Sin embargo, en el rostro del Papa polaco, sonriente e irónico a la vez, habitaban varios rostros no fácilmente, ni siempre, armonizables. ¿Cómo conciliar, por ejemplo, la inequívoca defensa de los derechos humanos en la sociedad con la discriminación, las prácticas de exclusión, las carencias de cauces de participación o el autoritarismo en la Iglesia? El declarado anticomunismo del Papa, así como su reconocida condición de factor indiscutible de la caída del socialismo real en Europa ¿han tenido una réplica similar y sostenida en el combate contra el imperante y demoledor neoliberalismo globalizante? ¿Cómo armonizar la innegable defensa pontificia de los pobres con las sombras proyectadas en su momento sobre la mejor Teología de la Liberación y con la falta de apoyo a algunos de los más heroicos testigos del Evangelio de los pobres? ¿Cómo compaginar prometedores y esperanzadores esfuerzos ecuménicos, como el escenificado en Asís, con iniciativas doctrinales como la Dominus Jesus, en la que el “fuera de la Iglesia no hay salvación” parecía retornar con nueva vigencia? ¿Qué “Nueva Evangelización” –uno de cuyos componentes ineludibles es el diálogo con la cultura– cabe esperar, al menos en Occidente, si el diálogo con la modernidad (uno de los objetivos declarados del Vaticano II, no lo olvidemos) parece cerrado, en buena medida, a cal y canto?
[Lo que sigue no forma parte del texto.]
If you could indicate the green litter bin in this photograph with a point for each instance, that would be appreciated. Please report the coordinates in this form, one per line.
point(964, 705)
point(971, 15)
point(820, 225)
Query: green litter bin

En la desbordante y compleja figura del Papa Wojtyla, dos grandes contrastes me parecen los más determinantes. Nos hallamos ante un Papa muy avanzado en lo social, pero conservador y aun preconciliar  –por mucho que se afirme lo contrario– en su concepción eclesial. En cierta ocasión, en conversación cercana y familiar, monseñor Tarancón me manifestó: «Tiene la idea de la Iglesia que había en este país en tiempos de Santa Teresa». Ya en su toma de posesión pública, el entonces recién estrenado Papa nos dijo: «Abrid los corazones y las puertas a Cristo». Pero más de uno piensa que, en realidad y principalmente, a quien él mismo estaba dando paso era a la Iglesia. Una Iglesia de contrarreforma, cuyos recursos al Vaticano II a menudo lo vaciaban de contenido; y cuyo icono más representativo ha sido el mismo Papa, que quizá se ha desvivido más en conquistar un mundo para la Iglesia que en disponer una Iglesia para el mundo.
Finalmente, desde que se abrió el telón de este último pontificado viajero y mediático, por el proscenio, ante nuestros ojos, ha desfilado un mundo diverso, plural y policéntrico. En contraste y tensión con él, a lo largo de estos años de Juan Pablo II, se ha acentuado un rígido monocentrismo vaticano. Puede que la comprensible formación de Karol Wojtyla en un cristianismo de resistencia, así como la visión providencialista y casi mesiánica de su propia ascensión a la Sede de Pedro –a juzgar por públicas confesiones suyas– hayan contribuido a ello.
Conocido el fallecimiento del Sumo Pontífice, vayan para él mi ferviente oración, mi agradecimiento sincero por su dedicación a la Iglesia y la humanidad, y mi deseo de que descanse en la paz del Señor.